Ameaças de morte e intimidação de jornalista no dia da vergonha na Câmara

Sessão da noite desta terça-feira (17) na Câmara acabou sendo encerrada por falta de quórum provocada pela ausência de governistas
Cachoeirinha – Vergonha foi a palavra mais mencionada na Sessão da Câmara de Vereadores da noite desta terça-feira (17), quando deveria ter acontecido a eleição da Mesa Diretora para 2020. Com quase 300 pessoas lotando todo o espaço da assistência, em uma das Sessões mais lotadas do ano, vereadores do bloco governista até apareceram no prédio do Legislativo, mas se negaram em assumir suas cadeiras.

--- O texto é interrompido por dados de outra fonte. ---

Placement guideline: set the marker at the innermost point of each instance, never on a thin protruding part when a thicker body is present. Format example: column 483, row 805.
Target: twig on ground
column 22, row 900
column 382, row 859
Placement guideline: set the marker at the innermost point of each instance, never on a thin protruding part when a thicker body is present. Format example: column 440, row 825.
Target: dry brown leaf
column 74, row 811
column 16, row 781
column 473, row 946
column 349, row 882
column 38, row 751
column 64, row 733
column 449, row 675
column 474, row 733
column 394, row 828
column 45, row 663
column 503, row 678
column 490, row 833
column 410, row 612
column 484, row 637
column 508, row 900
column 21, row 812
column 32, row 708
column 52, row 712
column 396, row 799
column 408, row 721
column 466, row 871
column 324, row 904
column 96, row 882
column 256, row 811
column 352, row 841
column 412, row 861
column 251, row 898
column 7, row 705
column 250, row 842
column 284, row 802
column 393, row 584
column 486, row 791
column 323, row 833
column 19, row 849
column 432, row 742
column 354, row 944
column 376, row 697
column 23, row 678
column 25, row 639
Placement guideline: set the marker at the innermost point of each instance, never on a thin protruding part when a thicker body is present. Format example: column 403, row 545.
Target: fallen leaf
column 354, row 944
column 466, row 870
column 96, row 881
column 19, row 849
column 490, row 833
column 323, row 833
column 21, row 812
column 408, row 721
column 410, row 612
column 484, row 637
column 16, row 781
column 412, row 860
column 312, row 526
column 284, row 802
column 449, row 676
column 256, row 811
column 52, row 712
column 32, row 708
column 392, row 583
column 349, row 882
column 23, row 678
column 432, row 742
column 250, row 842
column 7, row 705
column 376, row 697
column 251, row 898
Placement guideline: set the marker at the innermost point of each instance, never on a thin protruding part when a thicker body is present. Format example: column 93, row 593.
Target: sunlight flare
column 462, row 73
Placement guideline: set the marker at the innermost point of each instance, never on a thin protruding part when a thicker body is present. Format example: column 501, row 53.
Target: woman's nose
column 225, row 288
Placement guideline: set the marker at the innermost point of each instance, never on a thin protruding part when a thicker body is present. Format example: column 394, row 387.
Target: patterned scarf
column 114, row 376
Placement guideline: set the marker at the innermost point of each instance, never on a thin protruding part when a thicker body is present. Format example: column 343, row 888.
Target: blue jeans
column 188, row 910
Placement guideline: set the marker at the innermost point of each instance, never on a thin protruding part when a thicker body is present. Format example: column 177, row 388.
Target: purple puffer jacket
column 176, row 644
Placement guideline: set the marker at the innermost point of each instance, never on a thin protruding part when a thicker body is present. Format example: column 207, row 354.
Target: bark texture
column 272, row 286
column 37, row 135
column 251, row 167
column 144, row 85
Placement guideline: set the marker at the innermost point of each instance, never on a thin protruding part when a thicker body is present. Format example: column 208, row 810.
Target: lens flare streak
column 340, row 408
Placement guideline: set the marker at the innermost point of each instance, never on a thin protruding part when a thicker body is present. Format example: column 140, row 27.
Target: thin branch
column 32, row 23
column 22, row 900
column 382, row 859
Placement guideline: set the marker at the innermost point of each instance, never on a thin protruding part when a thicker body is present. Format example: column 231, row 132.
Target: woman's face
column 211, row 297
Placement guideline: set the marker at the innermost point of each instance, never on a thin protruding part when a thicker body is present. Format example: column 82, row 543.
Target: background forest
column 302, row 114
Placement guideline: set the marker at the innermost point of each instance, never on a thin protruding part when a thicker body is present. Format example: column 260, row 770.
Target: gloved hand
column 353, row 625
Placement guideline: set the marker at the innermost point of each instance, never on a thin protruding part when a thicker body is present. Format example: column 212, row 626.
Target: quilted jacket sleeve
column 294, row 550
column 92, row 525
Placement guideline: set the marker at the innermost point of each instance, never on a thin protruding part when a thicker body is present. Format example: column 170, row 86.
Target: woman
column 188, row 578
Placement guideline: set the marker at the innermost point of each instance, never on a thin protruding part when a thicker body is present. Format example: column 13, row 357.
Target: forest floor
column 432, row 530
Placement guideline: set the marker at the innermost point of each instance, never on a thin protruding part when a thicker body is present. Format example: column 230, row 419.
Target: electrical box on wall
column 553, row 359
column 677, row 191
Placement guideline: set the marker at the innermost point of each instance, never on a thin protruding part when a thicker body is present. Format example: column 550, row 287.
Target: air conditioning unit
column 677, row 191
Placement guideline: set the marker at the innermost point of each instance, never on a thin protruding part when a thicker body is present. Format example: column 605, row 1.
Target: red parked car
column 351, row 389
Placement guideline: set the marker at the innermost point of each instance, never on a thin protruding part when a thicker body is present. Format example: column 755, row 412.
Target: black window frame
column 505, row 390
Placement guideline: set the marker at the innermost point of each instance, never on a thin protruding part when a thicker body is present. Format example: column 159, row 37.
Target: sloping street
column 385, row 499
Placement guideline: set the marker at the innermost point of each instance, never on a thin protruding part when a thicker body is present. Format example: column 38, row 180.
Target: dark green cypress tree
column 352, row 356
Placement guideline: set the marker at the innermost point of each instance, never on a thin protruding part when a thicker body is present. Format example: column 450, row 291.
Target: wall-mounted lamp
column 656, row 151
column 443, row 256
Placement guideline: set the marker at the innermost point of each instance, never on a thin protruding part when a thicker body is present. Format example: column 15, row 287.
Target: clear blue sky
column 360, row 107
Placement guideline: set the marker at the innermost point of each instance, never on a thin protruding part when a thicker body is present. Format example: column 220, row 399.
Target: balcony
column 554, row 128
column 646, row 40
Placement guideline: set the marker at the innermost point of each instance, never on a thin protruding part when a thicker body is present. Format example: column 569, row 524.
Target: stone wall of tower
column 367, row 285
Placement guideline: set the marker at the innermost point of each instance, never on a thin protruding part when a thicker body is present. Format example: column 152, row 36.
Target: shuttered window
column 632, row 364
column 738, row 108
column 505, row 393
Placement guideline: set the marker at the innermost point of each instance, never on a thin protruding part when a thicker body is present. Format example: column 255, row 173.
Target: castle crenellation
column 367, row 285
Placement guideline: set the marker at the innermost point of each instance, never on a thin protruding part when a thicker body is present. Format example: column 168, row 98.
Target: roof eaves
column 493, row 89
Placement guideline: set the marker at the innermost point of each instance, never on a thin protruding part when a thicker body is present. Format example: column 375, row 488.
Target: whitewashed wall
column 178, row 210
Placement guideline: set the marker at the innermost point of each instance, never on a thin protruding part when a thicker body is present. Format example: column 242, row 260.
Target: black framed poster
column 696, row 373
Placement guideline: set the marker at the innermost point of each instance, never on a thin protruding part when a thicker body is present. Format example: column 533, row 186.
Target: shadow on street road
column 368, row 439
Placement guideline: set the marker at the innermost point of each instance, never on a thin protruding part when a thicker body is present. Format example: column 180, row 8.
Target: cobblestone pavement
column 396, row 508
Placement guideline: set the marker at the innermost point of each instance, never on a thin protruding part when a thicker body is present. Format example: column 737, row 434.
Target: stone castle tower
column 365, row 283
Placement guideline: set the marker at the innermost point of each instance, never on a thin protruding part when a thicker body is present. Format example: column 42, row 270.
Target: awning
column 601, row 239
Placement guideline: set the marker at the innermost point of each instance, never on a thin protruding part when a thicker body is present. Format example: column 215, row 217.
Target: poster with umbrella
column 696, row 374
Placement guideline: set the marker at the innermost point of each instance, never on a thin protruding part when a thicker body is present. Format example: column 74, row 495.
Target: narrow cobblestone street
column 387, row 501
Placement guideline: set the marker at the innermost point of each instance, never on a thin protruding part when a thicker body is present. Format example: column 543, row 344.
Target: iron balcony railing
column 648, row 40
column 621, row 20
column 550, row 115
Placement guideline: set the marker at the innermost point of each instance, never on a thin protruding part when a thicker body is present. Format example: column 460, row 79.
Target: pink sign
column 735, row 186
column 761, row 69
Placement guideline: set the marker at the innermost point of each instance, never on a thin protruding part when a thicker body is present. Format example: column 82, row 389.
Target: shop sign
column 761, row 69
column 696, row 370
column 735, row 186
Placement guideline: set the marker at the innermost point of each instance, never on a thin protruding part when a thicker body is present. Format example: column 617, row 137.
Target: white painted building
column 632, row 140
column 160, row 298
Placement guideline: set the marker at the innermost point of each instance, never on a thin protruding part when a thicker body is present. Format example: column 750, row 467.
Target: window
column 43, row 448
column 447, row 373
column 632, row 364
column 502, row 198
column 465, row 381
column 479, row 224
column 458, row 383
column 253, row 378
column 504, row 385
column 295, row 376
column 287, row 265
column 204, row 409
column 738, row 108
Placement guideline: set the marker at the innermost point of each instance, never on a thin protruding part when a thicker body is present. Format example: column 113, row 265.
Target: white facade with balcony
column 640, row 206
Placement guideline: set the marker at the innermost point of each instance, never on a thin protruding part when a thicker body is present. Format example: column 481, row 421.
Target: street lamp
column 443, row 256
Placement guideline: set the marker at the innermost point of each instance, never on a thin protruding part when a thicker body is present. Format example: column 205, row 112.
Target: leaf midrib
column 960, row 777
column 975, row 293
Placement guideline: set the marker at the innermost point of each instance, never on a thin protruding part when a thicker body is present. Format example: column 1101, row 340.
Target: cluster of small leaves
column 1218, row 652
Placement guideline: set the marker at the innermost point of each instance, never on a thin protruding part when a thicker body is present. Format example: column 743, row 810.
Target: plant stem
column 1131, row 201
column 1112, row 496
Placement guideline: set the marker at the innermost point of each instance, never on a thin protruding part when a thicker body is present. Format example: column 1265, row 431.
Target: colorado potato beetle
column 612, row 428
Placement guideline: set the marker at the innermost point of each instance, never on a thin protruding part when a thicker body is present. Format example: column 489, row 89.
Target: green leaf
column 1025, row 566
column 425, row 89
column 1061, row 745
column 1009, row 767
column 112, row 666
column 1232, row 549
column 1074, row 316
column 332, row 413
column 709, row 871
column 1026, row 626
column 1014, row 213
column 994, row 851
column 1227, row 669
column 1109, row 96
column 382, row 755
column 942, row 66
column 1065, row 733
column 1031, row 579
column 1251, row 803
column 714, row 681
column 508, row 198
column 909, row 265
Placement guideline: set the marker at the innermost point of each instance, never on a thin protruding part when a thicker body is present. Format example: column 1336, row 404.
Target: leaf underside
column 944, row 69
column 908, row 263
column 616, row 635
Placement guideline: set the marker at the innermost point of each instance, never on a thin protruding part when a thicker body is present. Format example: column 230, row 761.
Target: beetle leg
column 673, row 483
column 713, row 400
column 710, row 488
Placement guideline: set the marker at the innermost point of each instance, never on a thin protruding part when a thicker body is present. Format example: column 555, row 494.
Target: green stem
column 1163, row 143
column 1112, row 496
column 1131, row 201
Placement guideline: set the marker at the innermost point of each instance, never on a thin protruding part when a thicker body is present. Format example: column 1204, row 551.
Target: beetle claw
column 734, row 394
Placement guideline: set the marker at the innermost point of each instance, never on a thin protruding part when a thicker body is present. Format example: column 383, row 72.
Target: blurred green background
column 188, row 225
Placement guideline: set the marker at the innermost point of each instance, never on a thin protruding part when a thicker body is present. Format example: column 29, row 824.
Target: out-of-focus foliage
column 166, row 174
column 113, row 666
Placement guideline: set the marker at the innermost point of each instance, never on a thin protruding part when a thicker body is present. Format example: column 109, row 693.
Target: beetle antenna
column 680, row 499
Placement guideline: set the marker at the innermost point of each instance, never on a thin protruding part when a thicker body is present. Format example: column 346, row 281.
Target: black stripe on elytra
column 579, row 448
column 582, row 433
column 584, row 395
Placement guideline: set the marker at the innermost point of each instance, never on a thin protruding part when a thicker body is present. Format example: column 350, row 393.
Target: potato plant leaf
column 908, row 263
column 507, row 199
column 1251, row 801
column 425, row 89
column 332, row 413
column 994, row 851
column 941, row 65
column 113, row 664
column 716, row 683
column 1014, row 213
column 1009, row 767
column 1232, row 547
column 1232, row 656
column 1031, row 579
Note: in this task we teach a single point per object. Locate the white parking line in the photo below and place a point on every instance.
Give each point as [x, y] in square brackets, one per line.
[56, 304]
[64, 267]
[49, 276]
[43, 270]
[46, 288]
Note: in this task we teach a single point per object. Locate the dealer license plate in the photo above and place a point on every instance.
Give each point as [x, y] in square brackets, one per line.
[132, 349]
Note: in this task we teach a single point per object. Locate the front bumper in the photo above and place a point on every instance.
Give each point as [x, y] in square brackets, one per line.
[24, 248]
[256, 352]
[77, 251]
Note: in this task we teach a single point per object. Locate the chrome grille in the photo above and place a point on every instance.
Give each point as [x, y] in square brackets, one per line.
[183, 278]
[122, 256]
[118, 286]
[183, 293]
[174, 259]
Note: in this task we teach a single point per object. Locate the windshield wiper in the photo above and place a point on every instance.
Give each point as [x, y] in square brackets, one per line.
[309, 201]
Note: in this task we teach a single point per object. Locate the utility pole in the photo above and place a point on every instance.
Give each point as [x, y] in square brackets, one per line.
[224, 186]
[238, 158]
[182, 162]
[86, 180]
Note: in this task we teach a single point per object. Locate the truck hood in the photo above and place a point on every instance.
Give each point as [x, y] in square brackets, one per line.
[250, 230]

O clima estava estranho poucos minutos depois das 18 horas, horário marcado para o início dos trabalhos. No Plenário estavam os vereadores Luis Henrique Tino, Jussara Caçapava e João Tardeti quando chegaram em bloco os oposicionistas. Estavam todos juntos por uma questão de segurança devido as ameaças recebidas.
O primeiro secretário Duda Keller acabou assumindo a presidência e como Tardeti havia registrado a presença houve quórum para o início da Sessão, embora ele tivesse deixado a cadeira e rumado para o segundo andar, onde reuniões passaram a acontecer. Logo em seguida foram Jussara Caçapava e Tino. Todos para a sala da Procuradoria.

Assessores da Prefeitura e de vereadores corriam pelos corredores. A informação era de que o vereador Ibaru Rodrigues, que não havia chegado ainda, tinha sofrido um infarto. Na verdade, ele estava escondido porque estava sendo ameaçado se não votasse na chapa encabeçada pelo vereador Felisberto Xavier e apoiada pelo Governo. Durante o dia chegou a passar mal e teria sido removido para a UPA.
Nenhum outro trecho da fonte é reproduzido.